Which is, of course, an understatement: This is the kind of trade the artificial intelligence on video games and fantasy hockey leagues would deny teams from making.
But Chiarelli believes in Larsson’s abilities to become a player that, eventually, tips this trade in favor of the Oilers – not in being a better player than Hall, per se, but by helping to build a blue line that isn’t close to playoff caliber right now.
“He’s not a sexy defenseman. He doesn’t deserve to be in the spotlight because he hasn’t done it yet,” said Chiarelli.
Hall has, which is obviously why the Devils felt they needed to deal their best young defenseman for him. It’s a team that desperately needs goals. It’s a franchise that desperately needed a star. Hall reunites with Adam Henrique, his junior teammate, and the Devils hope that’s a winning combination.

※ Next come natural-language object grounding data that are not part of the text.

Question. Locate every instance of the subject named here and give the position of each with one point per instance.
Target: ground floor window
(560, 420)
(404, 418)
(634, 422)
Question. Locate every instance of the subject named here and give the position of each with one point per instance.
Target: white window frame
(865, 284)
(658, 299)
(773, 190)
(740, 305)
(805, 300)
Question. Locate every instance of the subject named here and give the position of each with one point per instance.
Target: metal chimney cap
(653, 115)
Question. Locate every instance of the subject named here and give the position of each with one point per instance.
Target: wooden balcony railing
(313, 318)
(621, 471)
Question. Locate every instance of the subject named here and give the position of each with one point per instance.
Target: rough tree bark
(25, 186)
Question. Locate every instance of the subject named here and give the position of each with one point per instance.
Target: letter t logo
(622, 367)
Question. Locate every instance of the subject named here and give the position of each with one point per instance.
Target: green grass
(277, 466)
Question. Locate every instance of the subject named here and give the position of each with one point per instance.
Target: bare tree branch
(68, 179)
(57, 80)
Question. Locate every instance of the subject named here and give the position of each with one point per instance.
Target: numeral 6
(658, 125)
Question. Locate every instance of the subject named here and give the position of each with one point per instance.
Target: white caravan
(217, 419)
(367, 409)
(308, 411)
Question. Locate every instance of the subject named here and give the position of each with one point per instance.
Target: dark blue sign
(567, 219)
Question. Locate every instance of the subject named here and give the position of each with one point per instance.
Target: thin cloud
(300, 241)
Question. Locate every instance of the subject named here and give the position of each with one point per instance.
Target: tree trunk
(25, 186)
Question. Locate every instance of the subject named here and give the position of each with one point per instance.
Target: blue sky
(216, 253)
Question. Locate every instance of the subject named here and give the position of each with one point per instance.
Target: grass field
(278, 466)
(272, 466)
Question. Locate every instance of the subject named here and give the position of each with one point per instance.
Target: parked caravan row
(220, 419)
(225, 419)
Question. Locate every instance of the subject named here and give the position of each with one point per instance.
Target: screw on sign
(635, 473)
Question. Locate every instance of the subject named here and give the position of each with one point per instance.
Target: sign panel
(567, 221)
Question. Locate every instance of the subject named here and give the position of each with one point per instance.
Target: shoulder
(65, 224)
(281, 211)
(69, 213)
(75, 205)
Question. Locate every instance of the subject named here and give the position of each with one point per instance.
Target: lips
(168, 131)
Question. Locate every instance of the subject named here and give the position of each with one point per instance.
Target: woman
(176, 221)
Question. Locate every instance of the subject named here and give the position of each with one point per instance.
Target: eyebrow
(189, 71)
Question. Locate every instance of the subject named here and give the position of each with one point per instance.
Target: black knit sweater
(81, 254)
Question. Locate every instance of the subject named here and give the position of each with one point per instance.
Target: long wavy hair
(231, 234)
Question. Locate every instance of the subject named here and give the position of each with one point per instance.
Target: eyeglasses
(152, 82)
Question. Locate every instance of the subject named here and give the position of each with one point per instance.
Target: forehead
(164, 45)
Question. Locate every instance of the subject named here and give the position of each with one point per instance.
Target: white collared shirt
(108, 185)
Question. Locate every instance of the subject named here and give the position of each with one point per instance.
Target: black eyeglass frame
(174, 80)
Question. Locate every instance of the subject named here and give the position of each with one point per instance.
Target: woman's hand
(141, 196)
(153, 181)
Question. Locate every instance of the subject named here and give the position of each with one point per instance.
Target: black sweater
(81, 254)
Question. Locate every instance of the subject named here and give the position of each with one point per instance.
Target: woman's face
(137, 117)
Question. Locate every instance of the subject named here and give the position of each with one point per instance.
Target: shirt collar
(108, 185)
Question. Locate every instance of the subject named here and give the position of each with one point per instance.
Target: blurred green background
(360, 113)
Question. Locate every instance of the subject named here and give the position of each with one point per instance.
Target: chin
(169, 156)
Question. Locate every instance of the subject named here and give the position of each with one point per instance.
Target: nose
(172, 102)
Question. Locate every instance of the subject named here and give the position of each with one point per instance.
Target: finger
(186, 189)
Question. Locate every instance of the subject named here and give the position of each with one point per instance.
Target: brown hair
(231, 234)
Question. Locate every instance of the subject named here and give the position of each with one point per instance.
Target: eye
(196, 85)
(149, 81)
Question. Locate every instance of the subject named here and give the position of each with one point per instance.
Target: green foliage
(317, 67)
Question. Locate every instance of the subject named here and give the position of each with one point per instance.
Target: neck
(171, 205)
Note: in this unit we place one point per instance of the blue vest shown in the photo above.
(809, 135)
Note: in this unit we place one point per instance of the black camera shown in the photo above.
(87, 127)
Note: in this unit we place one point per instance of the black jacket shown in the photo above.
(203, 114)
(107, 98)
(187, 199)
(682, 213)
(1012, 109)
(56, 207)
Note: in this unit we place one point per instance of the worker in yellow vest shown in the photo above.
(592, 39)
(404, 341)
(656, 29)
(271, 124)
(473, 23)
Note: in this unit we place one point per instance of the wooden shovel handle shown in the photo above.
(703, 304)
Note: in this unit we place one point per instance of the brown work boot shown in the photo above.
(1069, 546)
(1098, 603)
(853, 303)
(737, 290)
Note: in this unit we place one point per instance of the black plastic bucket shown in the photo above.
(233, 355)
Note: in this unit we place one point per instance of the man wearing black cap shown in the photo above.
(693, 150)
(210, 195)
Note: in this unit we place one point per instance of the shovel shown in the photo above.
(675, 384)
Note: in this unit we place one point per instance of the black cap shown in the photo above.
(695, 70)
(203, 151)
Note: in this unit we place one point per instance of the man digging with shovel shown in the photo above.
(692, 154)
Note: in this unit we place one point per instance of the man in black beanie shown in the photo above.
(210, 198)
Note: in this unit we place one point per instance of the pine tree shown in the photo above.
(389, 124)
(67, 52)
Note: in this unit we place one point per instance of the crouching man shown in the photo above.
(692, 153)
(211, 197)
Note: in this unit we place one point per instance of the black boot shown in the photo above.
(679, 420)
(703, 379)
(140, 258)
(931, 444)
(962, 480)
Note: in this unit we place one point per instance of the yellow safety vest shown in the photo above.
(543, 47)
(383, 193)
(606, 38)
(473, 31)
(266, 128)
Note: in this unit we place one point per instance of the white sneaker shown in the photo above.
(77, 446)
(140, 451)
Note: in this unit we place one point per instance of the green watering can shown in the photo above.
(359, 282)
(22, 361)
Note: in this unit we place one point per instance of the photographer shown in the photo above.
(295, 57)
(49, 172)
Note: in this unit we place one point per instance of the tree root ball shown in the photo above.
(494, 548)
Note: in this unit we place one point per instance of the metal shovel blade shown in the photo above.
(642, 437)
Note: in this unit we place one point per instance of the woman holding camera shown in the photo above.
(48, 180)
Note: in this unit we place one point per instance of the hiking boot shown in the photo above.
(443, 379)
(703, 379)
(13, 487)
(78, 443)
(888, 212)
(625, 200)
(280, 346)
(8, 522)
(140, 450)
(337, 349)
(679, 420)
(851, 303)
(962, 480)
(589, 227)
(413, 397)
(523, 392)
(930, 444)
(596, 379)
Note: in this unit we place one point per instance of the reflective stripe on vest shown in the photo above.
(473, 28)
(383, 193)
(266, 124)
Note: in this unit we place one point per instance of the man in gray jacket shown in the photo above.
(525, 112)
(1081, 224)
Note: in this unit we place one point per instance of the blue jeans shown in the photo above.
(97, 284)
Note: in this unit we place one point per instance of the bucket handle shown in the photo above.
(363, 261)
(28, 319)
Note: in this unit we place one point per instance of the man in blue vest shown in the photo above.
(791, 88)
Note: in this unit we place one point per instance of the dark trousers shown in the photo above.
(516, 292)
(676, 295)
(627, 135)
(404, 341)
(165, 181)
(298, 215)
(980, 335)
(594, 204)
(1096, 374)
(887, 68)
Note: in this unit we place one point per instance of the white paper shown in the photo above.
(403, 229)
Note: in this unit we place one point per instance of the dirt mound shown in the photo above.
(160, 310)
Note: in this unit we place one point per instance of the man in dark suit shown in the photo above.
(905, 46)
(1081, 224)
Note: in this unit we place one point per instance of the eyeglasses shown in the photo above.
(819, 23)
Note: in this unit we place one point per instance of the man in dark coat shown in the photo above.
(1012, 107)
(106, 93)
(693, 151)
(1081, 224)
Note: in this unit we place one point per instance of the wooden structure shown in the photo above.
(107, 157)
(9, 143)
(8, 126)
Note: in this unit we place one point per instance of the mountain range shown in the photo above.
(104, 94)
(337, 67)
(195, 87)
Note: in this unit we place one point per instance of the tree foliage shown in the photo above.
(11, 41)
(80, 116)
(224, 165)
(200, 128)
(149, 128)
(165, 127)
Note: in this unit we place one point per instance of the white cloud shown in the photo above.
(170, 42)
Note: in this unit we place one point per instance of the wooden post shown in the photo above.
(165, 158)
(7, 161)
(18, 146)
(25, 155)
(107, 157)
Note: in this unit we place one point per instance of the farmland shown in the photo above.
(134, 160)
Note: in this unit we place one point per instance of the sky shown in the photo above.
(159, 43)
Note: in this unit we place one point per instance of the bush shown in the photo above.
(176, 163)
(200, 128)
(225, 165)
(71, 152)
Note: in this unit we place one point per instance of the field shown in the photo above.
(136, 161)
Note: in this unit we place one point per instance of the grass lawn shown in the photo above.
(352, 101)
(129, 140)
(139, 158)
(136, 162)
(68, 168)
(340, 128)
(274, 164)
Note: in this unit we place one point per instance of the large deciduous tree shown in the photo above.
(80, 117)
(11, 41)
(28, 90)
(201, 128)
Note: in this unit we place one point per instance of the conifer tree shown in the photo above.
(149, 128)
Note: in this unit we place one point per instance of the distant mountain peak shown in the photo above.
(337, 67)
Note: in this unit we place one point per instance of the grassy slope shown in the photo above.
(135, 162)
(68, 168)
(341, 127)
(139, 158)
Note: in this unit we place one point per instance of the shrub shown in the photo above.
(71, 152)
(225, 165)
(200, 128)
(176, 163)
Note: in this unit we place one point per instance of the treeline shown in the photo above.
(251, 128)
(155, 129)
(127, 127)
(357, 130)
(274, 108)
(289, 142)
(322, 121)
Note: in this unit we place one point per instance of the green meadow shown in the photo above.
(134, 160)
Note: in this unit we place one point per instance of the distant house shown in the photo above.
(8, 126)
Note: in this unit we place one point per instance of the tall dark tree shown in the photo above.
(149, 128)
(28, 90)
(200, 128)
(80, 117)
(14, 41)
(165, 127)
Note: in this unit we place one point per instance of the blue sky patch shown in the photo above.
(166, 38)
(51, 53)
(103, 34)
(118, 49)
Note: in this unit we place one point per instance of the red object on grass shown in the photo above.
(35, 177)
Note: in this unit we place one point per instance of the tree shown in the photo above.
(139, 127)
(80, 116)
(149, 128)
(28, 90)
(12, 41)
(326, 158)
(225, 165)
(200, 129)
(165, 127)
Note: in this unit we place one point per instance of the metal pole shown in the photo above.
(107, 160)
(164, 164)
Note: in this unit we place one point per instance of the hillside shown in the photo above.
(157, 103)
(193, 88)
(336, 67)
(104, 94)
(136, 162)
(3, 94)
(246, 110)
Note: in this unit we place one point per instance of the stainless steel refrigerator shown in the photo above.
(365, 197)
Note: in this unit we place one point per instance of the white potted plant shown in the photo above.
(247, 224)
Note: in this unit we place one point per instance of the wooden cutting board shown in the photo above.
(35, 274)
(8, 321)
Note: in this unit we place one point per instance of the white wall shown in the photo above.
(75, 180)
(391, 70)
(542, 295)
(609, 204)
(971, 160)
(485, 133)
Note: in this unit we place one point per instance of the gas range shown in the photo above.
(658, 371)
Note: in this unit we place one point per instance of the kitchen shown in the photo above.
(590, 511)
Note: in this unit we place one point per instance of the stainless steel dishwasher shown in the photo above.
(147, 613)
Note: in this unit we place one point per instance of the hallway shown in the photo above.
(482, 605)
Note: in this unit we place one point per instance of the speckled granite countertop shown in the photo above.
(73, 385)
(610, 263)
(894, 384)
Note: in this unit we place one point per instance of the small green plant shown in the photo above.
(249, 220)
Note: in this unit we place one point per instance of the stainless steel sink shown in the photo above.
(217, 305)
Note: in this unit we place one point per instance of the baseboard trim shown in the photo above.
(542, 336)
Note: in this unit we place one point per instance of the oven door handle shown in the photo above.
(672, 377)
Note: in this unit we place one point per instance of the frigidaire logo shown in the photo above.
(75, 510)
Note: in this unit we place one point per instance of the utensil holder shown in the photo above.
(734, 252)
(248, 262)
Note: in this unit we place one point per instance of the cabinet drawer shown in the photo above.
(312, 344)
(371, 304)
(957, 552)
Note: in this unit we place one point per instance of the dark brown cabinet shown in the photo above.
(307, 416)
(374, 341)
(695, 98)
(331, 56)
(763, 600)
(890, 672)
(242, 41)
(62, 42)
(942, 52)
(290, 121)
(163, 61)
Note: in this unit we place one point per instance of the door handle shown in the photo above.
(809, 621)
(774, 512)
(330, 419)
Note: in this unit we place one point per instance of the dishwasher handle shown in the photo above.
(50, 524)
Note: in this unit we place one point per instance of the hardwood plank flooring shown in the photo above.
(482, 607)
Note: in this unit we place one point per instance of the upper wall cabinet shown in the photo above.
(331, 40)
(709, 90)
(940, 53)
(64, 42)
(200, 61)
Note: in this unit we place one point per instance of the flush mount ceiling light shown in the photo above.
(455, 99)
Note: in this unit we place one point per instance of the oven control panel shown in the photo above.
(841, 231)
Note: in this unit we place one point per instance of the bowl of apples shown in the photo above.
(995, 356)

But winning isn’t something Hall has experienced in the NHL, and that’s an underlying facet of this: He wasn’t Chiarelli’s draft pick. He’s suffered through six seasons without a playoff appearance. The Oilers have talked for years about needing the break up the nucleus of a losing team and change its DNA. Connor McDavid was part of that. Trading Taylor Hall – and basically turning his cap space into Milan Lucic, as appears to be the plan – is part of it too.
“That may be a byproduct. It wasn’t the primary objective,” said Chiarelli.
Also a byproduct: Larsson is signed through 2021. It’s easy to say that Hall should have been flipped for Cam Fowler or Kevin Shattenkirk, until you realize the former could have bolted in two years and the latter after next season. The fact is that Edmonton isn’t, at this point, a place where players desire to stay.
Well, save for Taylor Hall.
“Yeah, it’s disappointing. You develop a relationship with the city, the team and the fans. Disappointed I’m not going to see that through,” he said.
But disappointment can be channeled into a different energy.
New Jersey, after all, is a state with a perpetual chip on its shoulder. And as Taylor Hall goes to the land of Taylor Ham (sorry, Pork Roll acolytes), so does he.
“I’m a proud person. I take this as an indictment on me as a hockey player. I think it’s safe to say I’m a very motivated player now.”